Pada suatu masa lalu di Eropa, saat itu boneka yang terbuat dari kayu sangat populer daripada robot yang bisa bergerak sendiri. Lho kenapa? Soalnya saat itu masyarakat sudah bosan.
“Alah… Paling geraknya robot ya gitu-gitu saja, bosan! Coba lihat boneka kayu ini, tidak bergerak! Fantasis!”
Ya begitulah komentar salah satu anak pada jaman itu.

Gepetto adalah pembuat boneka kayu yang tidak seperti lainnya, boneka kayunya tidak laku dijual. Kenapa? Karena ia belum membuat satu boneka kayupun.

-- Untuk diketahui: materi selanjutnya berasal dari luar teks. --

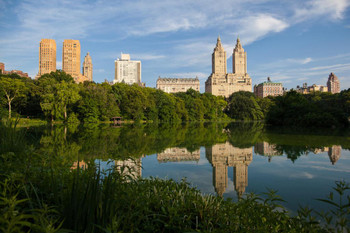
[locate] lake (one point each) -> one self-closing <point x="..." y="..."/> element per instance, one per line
<point x="229" y="160"/>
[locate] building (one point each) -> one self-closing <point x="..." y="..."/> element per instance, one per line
<point x="305" y="89"/>
<point x="266" y="149"/>
<point x="71" y="59"/>
<point x="127" y="71"/>
<point x="333" y="84"/>
<point x="131" y="168"/>
<point x="222" y="83"/>
<point x="176" y="154"/>
<point x="174" y="85"/>
<point x="268" y="89"/>
<point x="47" y="57"/>
<point x="2" y="68"/>
<point x="87" y="67"/>
<point x="334" y="153"/>
<point x="18" y="72"/>
<point x="224" y="155"/>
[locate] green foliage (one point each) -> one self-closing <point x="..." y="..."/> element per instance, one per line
<point x="244" y="105"/>
<point x="11" y="89"/>
<point x="40" y="192"/>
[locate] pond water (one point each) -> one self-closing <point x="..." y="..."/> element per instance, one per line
<point x="229" y="160"/>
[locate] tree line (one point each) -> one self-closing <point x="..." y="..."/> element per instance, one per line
<point x="56" y="97"/>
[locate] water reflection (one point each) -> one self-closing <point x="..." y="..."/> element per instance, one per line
<point x="224" y="155"/>
<point x="214" y="157"/>
<point x="176" y="154"/>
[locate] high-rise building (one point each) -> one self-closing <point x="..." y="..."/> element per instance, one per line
<point x="2" y="68"/>
<point x="127" y="71"/>
<point x="87" y="67"/>
<point x="268" y="89"/>
<point x="71" y="58"/>
<point x="47" y="56"/>
<point x="174" y="85"/>
<point x="222" y="83"/>
<point x="333" y="84"/>
<point x="225" y="155"/>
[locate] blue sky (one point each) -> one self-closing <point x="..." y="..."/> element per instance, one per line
<point x="291" y="41"/>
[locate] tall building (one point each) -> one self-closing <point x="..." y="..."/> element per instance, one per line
<point x="87" y="67"/>
<point x="47" y="57"/>
<point x="222" y="83"/>
<point x="268" y="89"/>
<point x="333" y="84"/>
<point x="2" y="68"/>
<point x="225" y="155"/>
<point x="334" y="153"/>
<point x="305" y="89"/>
<point x="71" y="58"/>
<point x="174" y="85"/>
<point x="127" y="71"/>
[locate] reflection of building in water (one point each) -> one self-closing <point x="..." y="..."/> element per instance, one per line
<point x="266" y="149"/>
<point x="178" y="154"/>
<point x="334" y="153"/>
<point x="320" y="150"/>
<point x="225" y="155"/>
<point x="129" y="167"/>
<point x="81" y="164"/>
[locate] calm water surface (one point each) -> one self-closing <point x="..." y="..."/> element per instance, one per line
<point x="229" y="160"/>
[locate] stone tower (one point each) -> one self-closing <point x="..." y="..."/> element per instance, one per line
<point x="239" y="59"/>
<point x="222" y="83"/>
<point x="87" y="67"/>
<point x="219" y="59"/>
<point x="71" y="58"/>
<point x="333" y="84"/>
<point x="47" y="56"/>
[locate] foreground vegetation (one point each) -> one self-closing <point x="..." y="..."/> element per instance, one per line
<point x="40" y="192"/>
<point x="55" y="97"/>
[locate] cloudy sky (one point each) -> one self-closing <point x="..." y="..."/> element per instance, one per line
<point x="292" y="41"/>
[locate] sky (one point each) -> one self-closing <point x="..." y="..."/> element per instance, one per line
<point x="292" y="42"/>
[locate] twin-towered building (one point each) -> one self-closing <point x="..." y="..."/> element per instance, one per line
<point x="70" y="59"/>
<point x="127" y="71"/>
<point x="219" y="83"/>
<point x="222" y="83"/>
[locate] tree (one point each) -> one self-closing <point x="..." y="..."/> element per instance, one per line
<point x="242" y="105"/>
<point x="66" y="94"/>
<point x="12" y="88"/>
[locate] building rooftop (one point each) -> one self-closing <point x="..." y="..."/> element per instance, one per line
<point x="178" y="79"/>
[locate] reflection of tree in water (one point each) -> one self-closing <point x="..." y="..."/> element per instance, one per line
<point x="244" y="135"/>
<point x="129" y="141"/>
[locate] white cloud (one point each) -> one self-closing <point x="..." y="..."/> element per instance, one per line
<point x="301" y="61"/>
<point x="147" y="56"/>
<point x="332" y="9"/>
<point x="258" y="26"/>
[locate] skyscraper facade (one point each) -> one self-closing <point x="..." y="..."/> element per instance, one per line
<point x="222" y="83"/>
<point x="47" y="56"/>
<point x="87" y="68"/>
<point x="127" y="71"/>
<point x="333" y="84"/>
<point x="71" y="58"/>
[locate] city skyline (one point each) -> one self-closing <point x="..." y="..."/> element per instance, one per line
<point x="292" y="43"/>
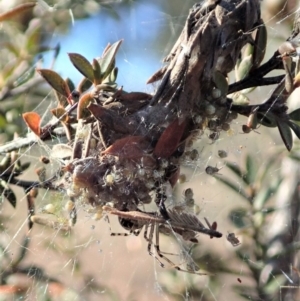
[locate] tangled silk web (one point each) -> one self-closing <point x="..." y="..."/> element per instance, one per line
<point x="75" y="250"/>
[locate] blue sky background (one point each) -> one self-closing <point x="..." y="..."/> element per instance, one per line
<point x="141" y="25"/>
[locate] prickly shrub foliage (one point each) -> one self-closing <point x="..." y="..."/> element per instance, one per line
<point x="124" y="149"/>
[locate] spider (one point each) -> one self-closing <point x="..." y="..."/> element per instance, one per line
<point x="233" y="239"/>
<point x="184" y="224"/>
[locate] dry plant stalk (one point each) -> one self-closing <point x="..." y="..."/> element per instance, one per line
<point x="126" y="148"/>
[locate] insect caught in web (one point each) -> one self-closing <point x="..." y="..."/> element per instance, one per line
<point x="188" y="226"/>
<point x="233" y="239"/>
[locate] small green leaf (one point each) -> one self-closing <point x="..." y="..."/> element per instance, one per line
<point x="113" y="75"/>
<point x="286" y="134"/>
<point x="239" y="217"/>
<point x="84" y="85"/>
<point x="260" y="45"/>
<point x="267" y="119"/>
<point x="55" y="81"/>
<point x="8" y="193"/>
<point x="97" y="72"/>
<point x="24" y="77"/>
<point x="33" y="121"/>
<point x="244" y="67"/>
<point x="70" y="84"/>
<point x="82" y="65"/>
<point x="108" y="60"/>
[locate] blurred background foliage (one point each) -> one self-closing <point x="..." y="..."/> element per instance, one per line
<point x="265" y="214"/>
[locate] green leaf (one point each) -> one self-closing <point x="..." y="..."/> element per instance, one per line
<point x="97" y="72"/>
<point x="24" y="77"/>
<point x="8" y="193"/>
<point x="108" y="60"/>
<point x="244" y="67"/>
<point x="70" y="84"/>
<point x="82" y="65"/>
<point x="286" y="134"/>
<point x="239" y="217"/>
<point x="55" y="81"/>
<point x="84" y="85"/>
<point x="267" y="119"/>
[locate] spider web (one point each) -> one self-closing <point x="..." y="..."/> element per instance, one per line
<point x="90" y="263"/>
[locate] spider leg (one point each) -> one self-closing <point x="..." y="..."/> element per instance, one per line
<point x="150" y="241"/>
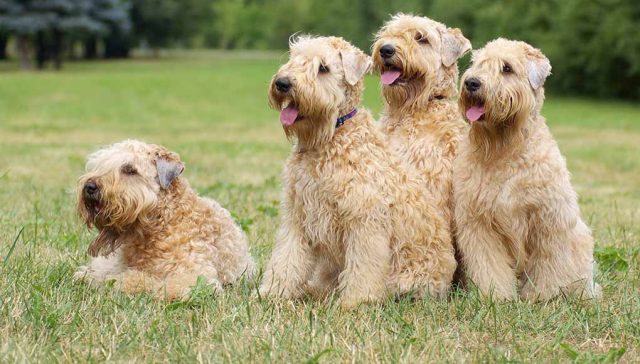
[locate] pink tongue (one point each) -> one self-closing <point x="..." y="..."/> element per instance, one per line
<point x="389" y="77"/>
<point x="288" y="115"/>
<point x="475" y="113"/>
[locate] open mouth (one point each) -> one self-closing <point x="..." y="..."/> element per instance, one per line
<point x="475" y="113"/>
<point x="93" y="206"/>
<point x="289" y="113"/>
<point x="390" y="75"/>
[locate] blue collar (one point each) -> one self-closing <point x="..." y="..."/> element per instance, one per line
<point x="342" y="119"/>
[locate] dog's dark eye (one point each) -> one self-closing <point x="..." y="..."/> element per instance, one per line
<point x="420" y="38"/>
<point x="128" y="169"/>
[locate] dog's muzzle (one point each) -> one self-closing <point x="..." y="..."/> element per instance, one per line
<point x="472" y="84"/>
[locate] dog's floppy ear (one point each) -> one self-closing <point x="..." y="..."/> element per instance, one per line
<point x="538" y="68"/>
<point x="355" y="64"/>
<point x="168" y="170"/>
<point x="454" y="45"/>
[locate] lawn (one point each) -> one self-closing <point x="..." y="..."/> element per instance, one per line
<point x="212" y="109"/>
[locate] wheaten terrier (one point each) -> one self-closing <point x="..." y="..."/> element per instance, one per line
<point x="417" y="60"/>
<point x="517" y="215"/>
<point x="352" y="219"/>
<point x="155" y="233"/>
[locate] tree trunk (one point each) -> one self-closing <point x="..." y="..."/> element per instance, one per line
<point x="4" y="37"/>
<point x="23" y="50"/>
<point x="91" y="48"/>
<point x="41" y="50"/>
<point x="58" y="48"/>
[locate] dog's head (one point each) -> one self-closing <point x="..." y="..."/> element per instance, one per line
<point x="122" y="186"/>
<point x="416" y="58"/>
<point x="504" y="84"/>
<point x="322" y="80"/>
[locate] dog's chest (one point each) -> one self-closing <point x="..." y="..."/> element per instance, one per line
<point x="485" y="193"/>
<point x="317" y="192"/>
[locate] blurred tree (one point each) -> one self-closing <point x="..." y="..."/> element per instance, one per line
<point x="4" y="38"/>
<point x="46" y="22"/>
<point x="115" y="16"/>
<point x="163" y="23"/>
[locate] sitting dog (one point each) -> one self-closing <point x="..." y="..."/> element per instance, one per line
<point x="353" y="220"/>
<point x="518" y="221"/>
<point x="155" y="233"/>
<point x="417" y="59"/>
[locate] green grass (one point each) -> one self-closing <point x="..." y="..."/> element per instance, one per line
<point x="213" y="111"/>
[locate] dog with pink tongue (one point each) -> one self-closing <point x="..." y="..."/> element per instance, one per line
<point x="519" y="228"/>
<point x="416" y="58"/>
<point x="355" y="222"/>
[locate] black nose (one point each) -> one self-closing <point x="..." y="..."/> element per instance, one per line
<point x="283" y="84"/>
<point x="472" y="84"/>
<point x="387" y="51"/>
<point x="90" y="188"/>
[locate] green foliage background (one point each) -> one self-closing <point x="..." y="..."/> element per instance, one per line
<point x="593" y="45"/>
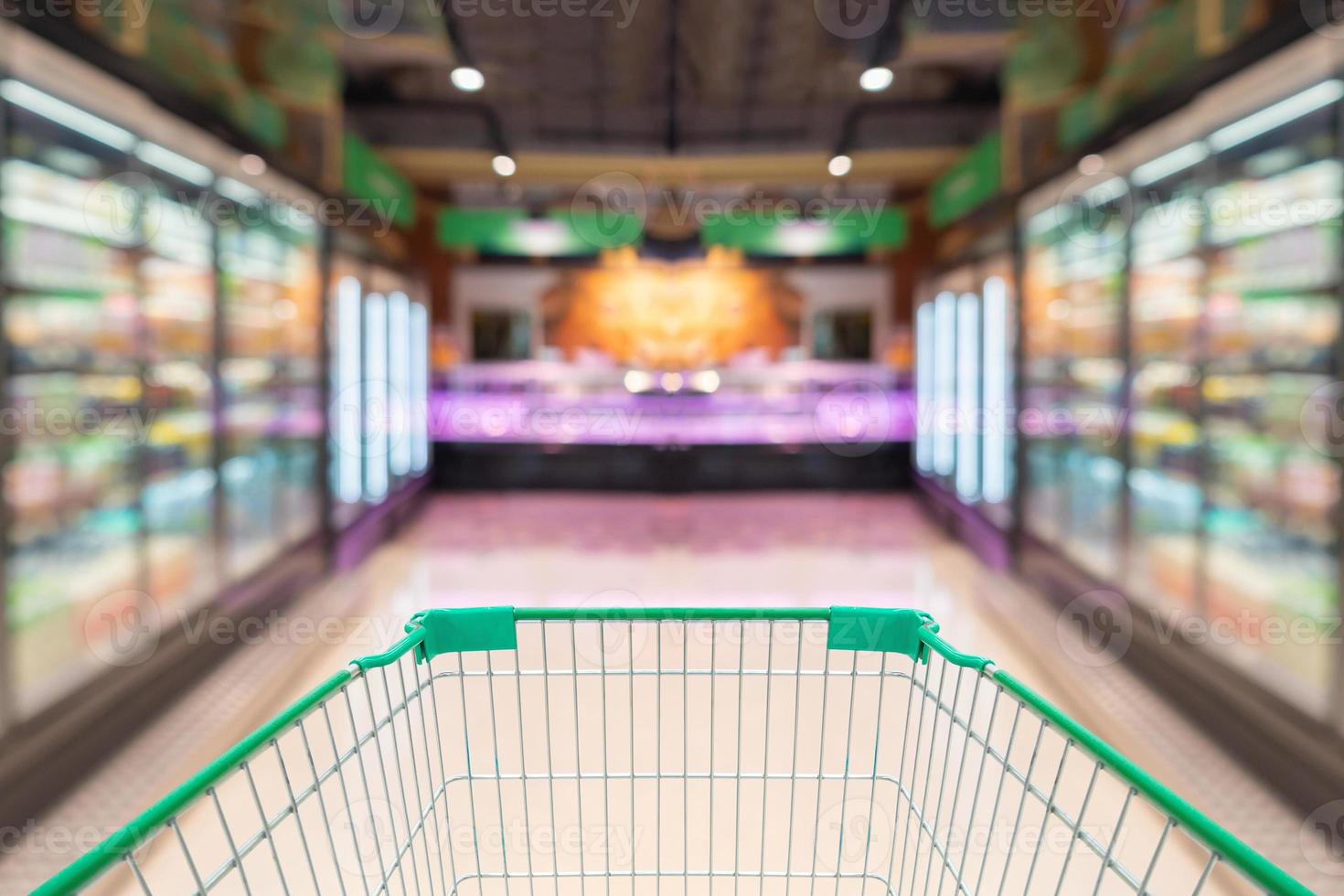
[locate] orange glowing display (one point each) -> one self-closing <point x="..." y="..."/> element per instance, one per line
<point x="672" y="315"/>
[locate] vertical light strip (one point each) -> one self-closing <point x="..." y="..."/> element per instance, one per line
<point x="375" y="398"/>
<point x="400" y="383"/>
<point x="420" y="387"/>
<point x="944" y="383"/>
<point x="925" y="415"/>
<point x="968" y="397"/>
<point x="349" y="403"/>
<point x="995" y="485"/>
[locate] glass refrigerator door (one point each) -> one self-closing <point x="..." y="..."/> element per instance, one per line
<point x="1273" y="323"/>
<point x="254" y="265"/>
<point x="346" y="475"/>
<point x="420" y="389"/>
<point x="923" y="387"/>
<point x="1044" y="441"/>
<point x="1090" y="371"/>
<point x="1167" y="281"/>
<point x="997" y="435"/>
<point x="177" y="278"/>
<point x="302" y="425"/>
<point x="71" y="320"/>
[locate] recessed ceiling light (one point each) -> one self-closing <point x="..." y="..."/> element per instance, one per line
<point x="468" y="78"/>
<point x="877" y="78"/>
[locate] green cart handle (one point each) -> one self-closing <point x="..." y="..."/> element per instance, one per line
<point x="912" y="633"/>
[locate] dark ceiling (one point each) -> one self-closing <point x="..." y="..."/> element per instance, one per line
<point x="687" y="77"/>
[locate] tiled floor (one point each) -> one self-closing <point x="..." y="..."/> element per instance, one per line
<point x="754" y="551"/>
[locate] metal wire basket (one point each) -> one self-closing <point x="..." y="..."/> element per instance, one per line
<point x="672" y="752"/>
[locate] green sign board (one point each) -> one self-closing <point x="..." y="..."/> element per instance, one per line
<point x="512" y="231"/>
<point x="844" y="229"/>
<point x="969" y="185"/>
<point x="368" y="177"/>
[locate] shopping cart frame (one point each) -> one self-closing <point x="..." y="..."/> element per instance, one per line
<point x="912" y="633"/>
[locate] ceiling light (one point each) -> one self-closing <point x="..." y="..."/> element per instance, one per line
<point x="638" y="382"/>
<point x="1278" y="114"/>
<point x="68" y="116"/>
<point x="877" y="78"/>
<point x="468" y="78"/>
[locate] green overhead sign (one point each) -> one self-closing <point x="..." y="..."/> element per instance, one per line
<point x="512" y="231"/>
<point x="844" y="229"/>
<point x="971" y="183"/>
<point x="368" y="177"/>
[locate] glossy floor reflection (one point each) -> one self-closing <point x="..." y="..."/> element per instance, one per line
<point x="625" y="549"/>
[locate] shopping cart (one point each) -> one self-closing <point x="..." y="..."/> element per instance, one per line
<point x="672" y="752"/>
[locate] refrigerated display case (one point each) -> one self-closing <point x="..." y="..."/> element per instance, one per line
<point x="1273" y="320"/>
<point x="1074" y="374"/>
<point x="177" y="301"/>
<point x="378" y="329"/>
<point x="1232" y="283"/>
<point x="965" y="332"/>
<point x="268" y="372"/>
<point x="1166" y="304"/>
<point x="74" y="389"/>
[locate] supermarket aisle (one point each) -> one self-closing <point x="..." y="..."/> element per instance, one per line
<point x="560" y="549"/>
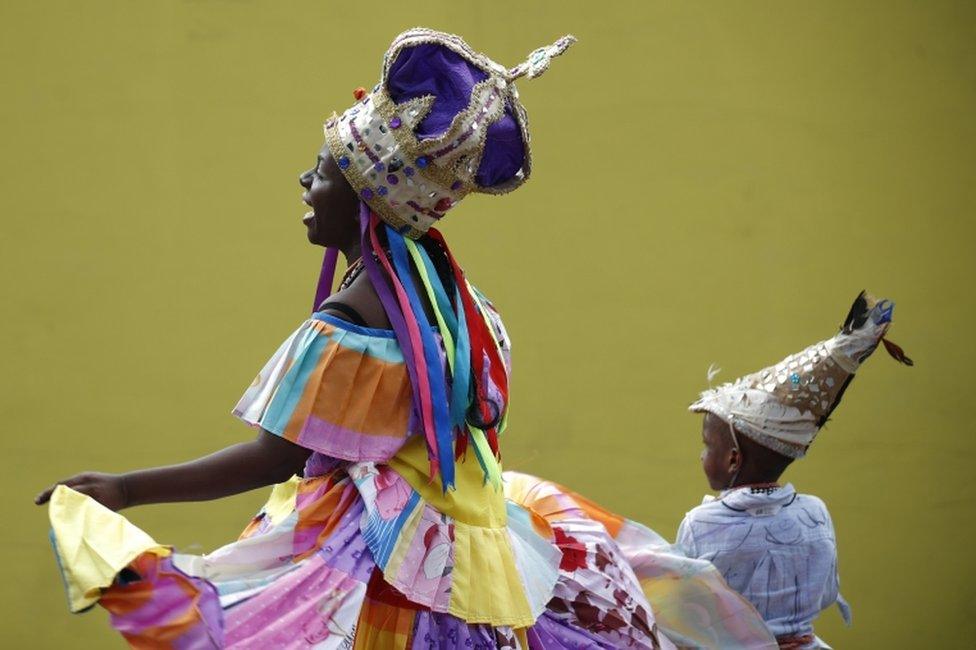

Tetapi sekarang sudah hampir jadi satu. Ia sangat menyayangi boneka kayu itu seperti anaknya sendiri. Ia memandikan boneka kayu itu, membacakannya cerita dongeng, mengajaknya bermain, makan bersama, mengantarnya pergi sekolah, bukankah Gepetto seorang ayah yang baik? Boneka itu bernama Pinokio atau nama pendeknya Pinokio, jadi dia biasa dipanggil Pinokio. Tunggu dulu, jadi nama panjangnya apa? Pinokiooooooooooo? Bukan, nggak kreatif itu, sudah banyak lawakan kayak gitu, kamu pikir nafasku.com itu apa? Tukang mbacem? Jangan gitu kamu! Nama panjangnya adalah PPPPPiiiiinnnnnoooookkkkkiiiiiooooo.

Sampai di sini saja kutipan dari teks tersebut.